The next milestone is recursive rectangles which integrates the layers (rectangles) with the nodal model giving them containment as a (tree of layers), and integrates the mouse input with tree allowing a particular rectangle in the tree to be clicked on. The render method of rectangles and the collision-detection test method for the mouse click are both nodal workflows passed around the tree until completed.

Textures

Later we'll allow any layer to be cached as a texture, rather than only the layers at the root level. This way processing load would be reduced by utilising the large unused resource of texture memory on the video card - usually around 256MB. These cached layer-composites are 32bit having alpha and are called sprites.

Nodal reduction

The root-level layers are hooked into the reduction loop permanently, and they in turn hook in various children (based on redraw or collision queries) or metrics updates which must be resolved: these queries are guaranteed to be resolved by the end of the frame. The queries exhibit workflow and so are passed around amongst the nodes to be processed, and passed on again until resolved.

Collision and Blitting

Bit blitting is the low-level method of building sprite functionality. The details of blitting aren't currently necessary since our two first target interface environments are OpenGL and SWF which both include sprite-like functionality.

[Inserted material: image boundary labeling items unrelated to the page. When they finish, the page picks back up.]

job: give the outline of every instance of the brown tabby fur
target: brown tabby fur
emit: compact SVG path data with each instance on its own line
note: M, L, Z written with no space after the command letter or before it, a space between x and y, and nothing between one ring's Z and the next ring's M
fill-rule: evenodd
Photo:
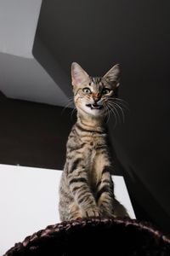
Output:
M113 107L119 85L119 66L93 78L76 62L71 66L77 121L67 142L60 186L60 220L88 217L127 217L114 196L113 165L105 118Z

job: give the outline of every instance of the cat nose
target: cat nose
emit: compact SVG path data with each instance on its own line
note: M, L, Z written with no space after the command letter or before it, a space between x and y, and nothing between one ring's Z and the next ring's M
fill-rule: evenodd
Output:
M93 99L95 103L97 103L99 100L100 100L100 95L99 94L96 94L93 96Z

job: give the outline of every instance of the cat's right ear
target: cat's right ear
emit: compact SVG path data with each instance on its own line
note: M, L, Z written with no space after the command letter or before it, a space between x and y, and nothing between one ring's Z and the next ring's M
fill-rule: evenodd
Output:
M73 87L82 84L88 78L88 74L78 63L73 62L71 64L71 79Z

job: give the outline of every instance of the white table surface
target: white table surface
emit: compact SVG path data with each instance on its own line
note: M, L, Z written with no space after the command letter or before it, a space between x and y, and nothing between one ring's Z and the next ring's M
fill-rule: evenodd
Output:
M60 222L61 171L0 165L0 255L49 224ZM123 177L114 176L115 195L135 214Z

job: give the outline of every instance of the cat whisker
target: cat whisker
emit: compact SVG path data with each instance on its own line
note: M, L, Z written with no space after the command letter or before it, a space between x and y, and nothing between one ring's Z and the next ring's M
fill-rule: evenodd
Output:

Collision detection is a means of determining which items rectangular bounds intersect with a given rectangle. Collision detection is used for determining which object should receive mouse-click events, or which objects are encompassed by a selection rectangle.

Both blitting and collision detection are similar processes and are both [[nodal workflows which propagate amongst children and siblings in the loops of a node space until resolved. There's no actual movement involved in this "passing around" process though, because its all achieved by adjusting references to the workflow node, not manipulating the workflow itself. The workflow is guarunteed to be resolved by the end of the frame.

Mouse click event

When a mouse click is detected by communications, the click process is hooked into the first child of the "desktop" association. When a click first occurs, the recipient which should act on it is unknown, so the collision workflow described above is first resolved which results in a known recipient. If this recipient node has no click association, then check parent and so on up to desktop.

Interface event model

The interface aspects of the event model are handled by Geometry because its oriented around which container exhibits the keyboard input focus, and which containers bounds the mouse pointer is within. So this is essentially a collision detection issue which although modelled nodally (so that execution recursion can be shared amongst recursive processes), it is essentially just the usual Octree method.